According to the AAC&U:

Liberal Education & Personal and Social Responsibility

It is crucial that we return to the core commitments of personal and social responsibility inherent in liberal education. A true liberal education involves much more than academic growth:

  • It develops a student’s personal qualities by cultivating curiosity about new ideas and differing views, honing the discipline to follow intellectual methods to conclusions, strengthening the capacity to accept criticism, increasing tolerance for ambiguity, and fostering commitment to the imperative for honesty.
  • It also involves developing a student’s sense of collective responsibility by helping students learn how to understand the world from others’ perspectives—that fundamental capacity that can lead to the recognition and resolution of moral conflict and the resolve to work with others for a greater public good.
Of course, there are some legitimate personal educational goals included in these core values.  However, in packaging the rational judgment of the individual to pursue his own education with the social needs and the "greater public good" as equally important in the of shaping one’s life, the AAC&U sounds more like Kabbalah practitioners than an association concerned with the quality of education.

This could all be brushed off as subjectivist crud if it did not affect the goals of institutions of higher education and therefore, quite likely the mindset, or perhaps I should say mindlessness, of the students they churn out.




Finally, here is a screen shot of a very interesting slide I found from a power point presentation of one of the authors made regarding the usefulness of the HERI study.  In it she shows that among the Civic Engagement Outcomes: Educationally Purposeful Activities*, taking honors or advanced courses has the “largest negative predictor (for the outcome)” of social agency.   That alone really ought to tell us, let alone the educators, all we really need to know about the rest of their core commitments.

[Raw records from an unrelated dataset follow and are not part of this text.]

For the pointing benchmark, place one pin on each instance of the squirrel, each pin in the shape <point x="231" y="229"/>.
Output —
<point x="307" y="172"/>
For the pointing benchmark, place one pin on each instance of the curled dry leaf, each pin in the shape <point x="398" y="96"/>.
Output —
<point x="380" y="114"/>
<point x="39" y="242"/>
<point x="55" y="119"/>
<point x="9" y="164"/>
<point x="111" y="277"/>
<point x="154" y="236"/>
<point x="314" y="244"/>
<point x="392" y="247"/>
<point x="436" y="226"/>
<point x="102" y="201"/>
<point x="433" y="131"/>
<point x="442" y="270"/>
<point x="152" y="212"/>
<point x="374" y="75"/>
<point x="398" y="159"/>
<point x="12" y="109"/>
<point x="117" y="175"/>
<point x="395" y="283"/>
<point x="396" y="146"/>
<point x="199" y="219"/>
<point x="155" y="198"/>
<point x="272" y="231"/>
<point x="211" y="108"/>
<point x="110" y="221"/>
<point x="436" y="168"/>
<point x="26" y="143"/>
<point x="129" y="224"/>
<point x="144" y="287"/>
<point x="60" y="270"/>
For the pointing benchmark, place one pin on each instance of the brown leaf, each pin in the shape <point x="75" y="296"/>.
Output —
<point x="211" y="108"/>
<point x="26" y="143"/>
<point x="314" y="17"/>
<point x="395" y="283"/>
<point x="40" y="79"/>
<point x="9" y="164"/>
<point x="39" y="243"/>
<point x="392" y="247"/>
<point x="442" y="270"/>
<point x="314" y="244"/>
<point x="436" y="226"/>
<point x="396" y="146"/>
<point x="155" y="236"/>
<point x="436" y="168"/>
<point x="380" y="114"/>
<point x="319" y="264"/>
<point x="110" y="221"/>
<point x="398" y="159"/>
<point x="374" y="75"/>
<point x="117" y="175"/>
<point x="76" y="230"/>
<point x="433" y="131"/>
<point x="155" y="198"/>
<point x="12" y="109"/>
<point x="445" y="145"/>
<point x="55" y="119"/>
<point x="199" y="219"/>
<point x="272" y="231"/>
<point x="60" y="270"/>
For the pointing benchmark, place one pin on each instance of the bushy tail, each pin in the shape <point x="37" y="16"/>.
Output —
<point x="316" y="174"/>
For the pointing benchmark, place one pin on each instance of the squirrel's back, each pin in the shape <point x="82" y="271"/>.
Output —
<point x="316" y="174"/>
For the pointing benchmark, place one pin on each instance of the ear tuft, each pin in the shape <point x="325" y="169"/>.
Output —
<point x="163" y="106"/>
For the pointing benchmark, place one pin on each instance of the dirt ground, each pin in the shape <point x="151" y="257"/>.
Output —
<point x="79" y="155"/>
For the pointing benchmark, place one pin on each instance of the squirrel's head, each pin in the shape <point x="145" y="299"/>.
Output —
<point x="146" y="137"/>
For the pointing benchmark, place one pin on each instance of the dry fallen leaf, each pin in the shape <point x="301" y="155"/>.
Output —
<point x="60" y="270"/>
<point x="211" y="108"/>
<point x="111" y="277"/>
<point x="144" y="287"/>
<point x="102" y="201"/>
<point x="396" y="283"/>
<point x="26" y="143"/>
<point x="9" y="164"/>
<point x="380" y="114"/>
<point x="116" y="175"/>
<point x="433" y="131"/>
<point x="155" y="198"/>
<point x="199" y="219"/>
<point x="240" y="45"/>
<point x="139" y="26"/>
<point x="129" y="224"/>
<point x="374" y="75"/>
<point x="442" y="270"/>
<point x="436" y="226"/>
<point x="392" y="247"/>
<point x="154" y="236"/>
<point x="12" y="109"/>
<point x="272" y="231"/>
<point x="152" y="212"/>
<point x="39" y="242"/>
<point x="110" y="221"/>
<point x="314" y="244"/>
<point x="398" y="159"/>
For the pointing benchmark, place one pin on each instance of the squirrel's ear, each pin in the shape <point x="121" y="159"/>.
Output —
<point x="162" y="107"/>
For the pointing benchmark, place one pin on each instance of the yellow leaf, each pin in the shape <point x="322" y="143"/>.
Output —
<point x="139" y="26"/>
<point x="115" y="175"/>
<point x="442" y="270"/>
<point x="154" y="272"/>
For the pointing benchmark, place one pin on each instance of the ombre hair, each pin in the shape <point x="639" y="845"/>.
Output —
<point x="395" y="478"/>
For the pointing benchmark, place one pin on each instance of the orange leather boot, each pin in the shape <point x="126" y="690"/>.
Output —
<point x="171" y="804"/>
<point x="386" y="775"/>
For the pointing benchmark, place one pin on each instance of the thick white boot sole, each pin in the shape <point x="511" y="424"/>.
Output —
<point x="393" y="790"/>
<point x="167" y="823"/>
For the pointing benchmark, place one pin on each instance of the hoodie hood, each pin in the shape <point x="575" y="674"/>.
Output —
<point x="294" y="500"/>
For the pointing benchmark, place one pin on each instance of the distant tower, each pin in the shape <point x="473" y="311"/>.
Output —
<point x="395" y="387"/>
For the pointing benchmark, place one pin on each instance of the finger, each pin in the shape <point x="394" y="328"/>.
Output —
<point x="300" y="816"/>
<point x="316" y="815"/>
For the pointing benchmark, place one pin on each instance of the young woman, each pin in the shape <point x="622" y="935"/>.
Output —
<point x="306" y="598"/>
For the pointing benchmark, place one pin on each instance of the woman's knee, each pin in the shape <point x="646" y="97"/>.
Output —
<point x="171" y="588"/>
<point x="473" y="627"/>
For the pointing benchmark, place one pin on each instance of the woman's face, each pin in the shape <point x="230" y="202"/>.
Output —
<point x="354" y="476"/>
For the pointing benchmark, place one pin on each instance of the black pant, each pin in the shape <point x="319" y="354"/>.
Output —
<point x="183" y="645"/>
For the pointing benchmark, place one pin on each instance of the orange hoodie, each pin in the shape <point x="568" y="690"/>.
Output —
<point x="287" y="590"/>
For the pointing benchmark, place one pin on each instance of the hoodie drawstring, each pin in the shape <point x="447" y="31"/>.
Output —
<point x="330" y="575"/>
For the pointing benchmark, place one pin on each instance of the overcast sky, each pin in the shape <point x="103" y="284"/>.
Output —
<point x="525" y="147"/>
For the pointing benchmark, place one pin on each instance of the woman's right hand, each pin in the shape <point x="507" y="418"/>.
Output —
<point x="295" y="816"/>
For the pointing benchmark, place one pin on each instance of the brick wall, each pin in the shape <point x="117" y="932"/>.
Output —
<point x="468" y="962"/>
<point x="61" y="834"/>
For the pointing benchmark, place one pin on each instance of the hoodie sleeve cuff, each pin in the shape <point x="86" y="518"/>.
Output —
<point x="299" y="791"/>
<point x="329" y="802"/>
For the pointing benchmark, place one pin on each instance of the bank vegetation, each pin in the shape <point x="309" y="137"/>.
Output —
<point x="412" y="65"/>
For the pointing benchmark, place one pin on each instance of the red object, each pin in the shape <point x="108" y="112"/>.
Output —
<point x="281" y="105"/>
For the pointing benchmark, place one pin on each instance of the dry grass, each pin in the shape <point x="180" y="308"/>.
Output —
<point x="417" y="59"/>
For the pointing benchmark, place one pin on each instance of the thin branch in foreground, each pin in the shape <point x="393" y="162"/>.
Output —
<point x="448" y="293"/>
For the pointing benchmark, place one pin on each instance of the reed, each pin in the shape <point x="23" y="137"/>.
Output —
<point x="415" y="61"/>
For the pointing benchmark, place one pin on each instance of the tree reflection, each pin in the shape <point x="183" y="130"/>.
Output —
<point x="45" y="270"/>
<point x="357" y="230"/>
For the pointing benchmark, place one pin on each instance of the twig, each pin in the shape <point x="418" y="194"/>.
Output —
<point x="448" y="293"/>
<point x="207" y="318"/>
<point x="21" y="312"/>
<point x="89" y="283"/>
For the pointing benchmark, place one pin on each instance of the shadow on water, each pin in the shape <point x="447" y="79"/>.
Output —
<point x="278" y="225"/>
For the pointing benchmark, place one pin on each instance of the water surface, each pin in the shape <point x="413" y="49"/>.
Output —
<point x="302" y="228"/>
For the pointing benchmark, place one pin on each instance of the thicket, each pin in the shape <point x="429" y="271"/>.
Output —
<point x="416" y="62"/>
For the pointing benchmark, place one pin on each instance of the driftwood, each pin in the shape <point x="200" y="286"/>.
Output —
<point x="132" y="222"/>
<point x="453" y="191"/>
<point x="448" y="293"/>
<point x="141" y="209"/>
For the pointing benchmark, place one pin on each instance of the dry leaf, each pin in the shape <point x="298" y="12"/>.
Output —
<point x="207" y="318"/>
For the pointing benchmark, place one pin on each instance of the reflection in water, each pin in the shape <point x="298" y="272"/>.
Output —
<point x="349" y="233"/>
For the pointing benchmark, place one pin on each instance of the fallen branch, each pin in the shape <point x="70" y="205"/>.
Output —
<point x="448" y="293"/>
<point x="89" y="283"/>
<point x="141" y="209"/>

[*I had to do some research to find the right .pdf URL: http://www.planning.iupui.edu/721.html.  This slide is on page 4 of 5, left, center set.  While the author uses a generic name for the institution in the presentation, I have no reason to think that the information she presents in the multivariate analyses is not from the real data.]

[Update: 23 Jan 2010, corrected "advanced placement" to "honors and advanced courses" regarding slide from CIRP presentation. Update 27 Jan 2010, edited format.]

Comments

HaynesBE said…
Wow. Thank you for that research.
Lynne said…
"[T]olerance for ambiguity."

That phrase is the most telling of the AAC&U's philosophy of education.